Tracking an output file during execution

You can track the last few lines of file during FireWork execution. For example, you can monitor an output file to make sure the run is progressing as expected. Setting one or more such trackers is simple.

Adding a tracker (via files)

To add a tracker, set a key called _tracker in your fw_spec to be an array of objects with filename and nlines keys. Each tracker will track the desired number of final lines of a particular file.

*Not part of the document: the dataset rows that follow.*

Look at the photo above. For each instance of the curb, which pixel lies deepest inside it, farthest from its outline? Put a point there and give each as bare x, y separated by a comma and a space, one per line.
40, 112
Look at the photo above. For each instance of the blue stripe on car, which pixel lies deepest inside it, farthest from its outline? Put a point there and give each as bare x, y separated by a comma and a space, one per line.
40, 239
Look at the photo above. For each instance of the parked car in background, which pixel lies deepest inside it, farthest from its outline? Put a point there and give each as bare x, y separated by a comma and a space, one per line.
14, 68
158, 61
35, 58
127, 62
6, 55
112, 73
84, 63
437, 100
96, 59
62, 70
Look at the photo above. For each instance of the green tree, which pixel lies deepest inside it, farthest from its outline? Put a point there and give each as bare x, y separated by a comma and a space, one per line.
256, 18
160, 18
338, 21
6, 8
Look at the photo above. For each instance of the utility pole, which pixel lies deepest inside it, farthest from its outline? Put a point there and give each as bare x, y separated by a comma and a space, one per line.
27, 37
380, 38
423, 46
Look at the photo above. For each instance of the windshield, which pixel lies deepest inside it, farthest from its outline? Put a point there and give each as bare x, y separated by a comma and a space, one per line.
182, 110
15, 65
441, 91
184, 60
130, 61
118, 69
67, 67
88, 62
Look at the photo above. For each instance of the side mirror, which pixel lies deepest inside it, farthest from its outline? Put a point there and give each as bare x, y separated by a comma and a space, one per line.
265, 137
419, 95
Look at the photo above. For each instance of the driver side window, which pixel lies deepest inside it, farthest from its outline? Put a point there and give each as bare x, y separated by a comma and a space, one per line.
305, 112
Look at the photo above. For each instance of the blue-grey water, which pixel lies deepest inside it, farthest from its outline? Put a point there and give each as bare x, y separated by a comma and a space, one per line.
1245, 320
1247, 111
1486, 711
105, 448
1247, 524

The example below has two trackers, one for inputs.txt and another for words.txt (see the _trackers section at the bottom):

name: Tracker FW
spec:
  _tasks:
  - _fw_name: Template Writer Task
    context:
      opt1: 5.0
      opt2: fast method
    output_file: inputs.txt
    template_file: simple_template.txt
  - _fw_name: Script Task
    script: wc -w < inputs.txt > words.txt
    use_shell: true
  _trackers:
  - filename: words.txt
    nlines: 50
  - filename: inputs.txt
    nlines: 50

You can see this example in <INSTALL_DIR>/fw_tutorials/tracker.

Adding a tracker (via code)

The following code example creates the FireWork above with two trackers:

from fireworks.core.firework import FireWork, Tracker
from fireworks.user_objects.firetasks.script_task import ScriptTask
from fireworks.user_objects.firetasks.templatewriter_task import TemplateWriterTask

# create the FireWork consisting of multiple tasks
firetask1 = TemplateWriterTask({'context': {'opt1': 5.0, 'opt2': 'fast method'}, 'template_file': 'simple_template.txt', 'output_file': 'inputs.txt'})
firetask2 = ScriptTask.from_str('wc -w < inputs.txt > words.txt')
# define the trackers
tracker1 = Tracker('words.txt', nlines=50)
tracker2 = Tracker('inputs.txt', nlines=50)
fw = FireWork([firetask1, firetask2], spec={"_trackers": [tracker1, tracker2]})

fw.to_file('fw_tracker.yaml')

Viewing the tracked file

You can view the tracked files for a FireWork (during or after execution) with the command:

lpad track_fws -i <FW_ID>

which will print out data like:

# FW id: 1
## Launch id: 1
### Filename: words.txt
       7
### Filename: inputs.txt
option1 = 5.0
option2 = fast method

Besides for the <FW_ID>, there are additional options for specifying the FireWork(s) that you want to get the tracked data for. Type lpad track_fws -h to see all the options.

Within the codebase, you can use the function get_tracker_data(fw_id) of the LaunchPad object to get the tracker data as a dict.

Frequency of monitoring

The output file is monitored for changes at every update ping interval, as well as at the beginning and completion of execution. By default, the ping interval is set to be every hour; this is to avoid overloading the database with pings if tens of thousands of runs are happening simultaneously. You can change the ping interval (PING_TIME_SECS) in the FW config.

A note about nlines

The tracker is meant to give basic debug information about a job, not to permanently store output files. In addition, there is a limit of 1000 lines to keep the Mongo document size reasonable. We suggest you leave nlines to be about 50 lines or so.